Succeed! products are used by recreational and elite athletes alike. In last year’s 24 Hour World Championship, an annual event hosted by the International Association of Ultrarunners, the overall winner and overall second place were Americans and, according to King, both used S! Caps. They started at noon one Saturday, running circuits through the outskirts of Steenbergen, Netherlands, and when they finished, each had run over 163 miles. The woman who finished first for the Americans (second overall) was also using King’s products.
George Hood, holder of the Guinness World Record for the longest continuous ride on a spin bike (over 222 hours), also uses the whole Succeed! suite.
In addition to his sports nutrition work, King is a senior scientist for Hach Homeland Security Technologies, based in Loveland, Colo., near his home in Fort Collins. Throughout his career, he has worked at the junction of electronics and chemistry, developing water sensors that measure, among other things, pH, dissolved oxygen, and turbidity. He holds several patents on those innovations, and recently, with Hach, he has developed an event monitor that detects toxins in municipal water systems. Not only will the device trigger an alarm, but it also identifies the chemical pattern in the water, differentiating between cyanide and sodium fluoroacetate, for example, or kerosene and diesel.
Success seems evident in whatever King pursues, and as the name indicates, is also what Succeed! allows competitors. Singer completed his first Ironman triathlon in 2005, before a local ultra-runner introduced him to S! Caps. Race day was unusually hot in Madison, Wisconsin — temperatures above 90 degrees, humidity in the 90th percentile — and on the bike portion of the race, he began to see and hear ambulances racing along the course. Then, less than a quarter of a mile into the run, his own cramping set in. “It was horrible, really painful,” he said. “I finished that first race, and I thought, Wow, why would anyone ever want to do that?”

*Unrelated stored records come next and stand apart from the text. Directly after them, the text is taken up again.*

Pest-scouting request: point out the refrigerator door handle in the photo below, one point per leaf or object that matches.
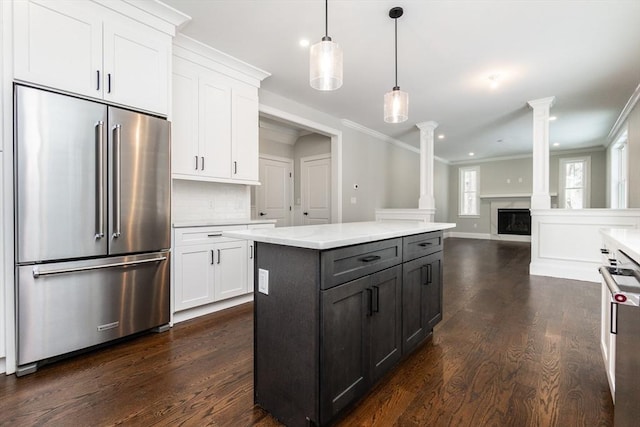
(37, 273)
(117, 139)
(100, 181)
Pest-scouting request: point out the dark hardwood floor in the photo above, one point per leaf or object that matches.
(512, 350)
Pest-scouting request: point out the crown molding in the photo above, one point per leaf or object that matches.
(622, 118)
(386, 138)
(194, 50)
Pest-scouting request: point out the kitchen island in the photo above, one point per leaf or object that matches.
(337, 306)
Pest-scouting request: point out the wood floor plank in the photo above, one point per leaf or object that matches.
(511, 350)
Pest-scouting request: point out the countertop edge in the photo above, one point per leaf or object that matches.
(267, 236)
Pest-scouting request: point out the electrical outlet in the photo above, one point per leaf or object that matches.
(263, 281)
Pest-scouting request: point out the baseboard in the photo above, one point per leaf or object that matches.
(587, 272)
(192, 313)
(462, 235)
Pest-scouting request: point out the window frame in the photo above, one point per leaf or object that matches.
(562, 178)
(461, 191)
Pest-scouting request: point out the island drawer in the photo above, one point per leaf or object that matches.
(419, 245)
(344, 264)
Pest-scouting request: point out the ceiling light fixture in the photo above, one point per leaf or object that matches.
(396, 102)
(325, 60)
(494, 80)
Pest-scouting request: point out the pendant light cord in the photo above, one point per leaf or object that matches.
(396, 50)
(326, 18)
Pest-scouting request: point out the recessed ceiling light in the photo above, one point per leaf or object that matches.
(494, 81)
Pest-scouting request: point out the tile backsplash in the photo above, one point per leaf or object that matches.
(196, 200)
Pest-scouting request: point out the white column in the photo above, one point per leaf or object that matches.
(427, 199)
(540, 198)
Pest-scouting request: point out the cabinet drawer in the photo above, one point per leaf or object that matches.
(344, 264)
(421, 244)
(199, 235)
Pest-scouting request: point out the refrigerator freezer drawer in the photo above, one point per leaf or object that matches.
(64, 307)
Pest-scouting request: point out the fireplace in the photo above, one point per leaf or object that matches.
(514, 221)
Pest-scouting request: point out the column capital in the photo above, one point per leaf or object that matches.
(542, 102)
(430, 125)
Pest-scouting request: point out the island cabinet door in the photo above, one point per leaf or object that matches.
(385, 320)
(344, 356)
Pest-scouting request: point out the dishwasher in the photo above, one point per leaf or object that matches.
(623, 281)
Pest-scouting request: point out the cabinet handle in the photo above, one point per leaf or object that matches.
(376, 307)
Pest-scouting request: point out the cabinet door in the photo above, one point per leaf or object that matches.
(136, 64)
(344, 354)
(215, 126)
(59, 44)
(245, 134)
(184, 127)
(386, 320)
(230, 269)
(193, 276)
(434, 289)
(414, 309)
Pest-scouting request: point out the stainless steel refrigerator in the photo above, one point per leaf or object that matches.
(92, 223)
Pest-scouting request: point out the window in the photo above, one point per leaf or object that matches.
(469, 187)
(574, 183)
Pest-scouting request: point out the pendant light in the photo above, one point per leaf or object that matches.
(325, 61)
(396, 102)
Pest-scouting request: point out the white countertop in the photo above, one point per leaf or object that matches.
(221, 222)
(625, 239)
(328, 236)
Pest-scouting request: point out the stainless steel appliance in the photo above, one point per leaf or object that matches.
(623, 281)
(92, 220)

This season, Singer will race his 13th and 14th Ironman alongside fellow ECE Professor Bruce Hajek and Adjunct Associate Professor Brian Lilly of the Technology Entrepreneur Center. In the next year or two, Singer plans to race at the World Championship held in Kailua-Kona, Hawaii. When he does — when he is riding along the clear waters, beneath the palm trees and running among the lava fields — you can be sure that he will carry the work of ECE alumnus Karl King.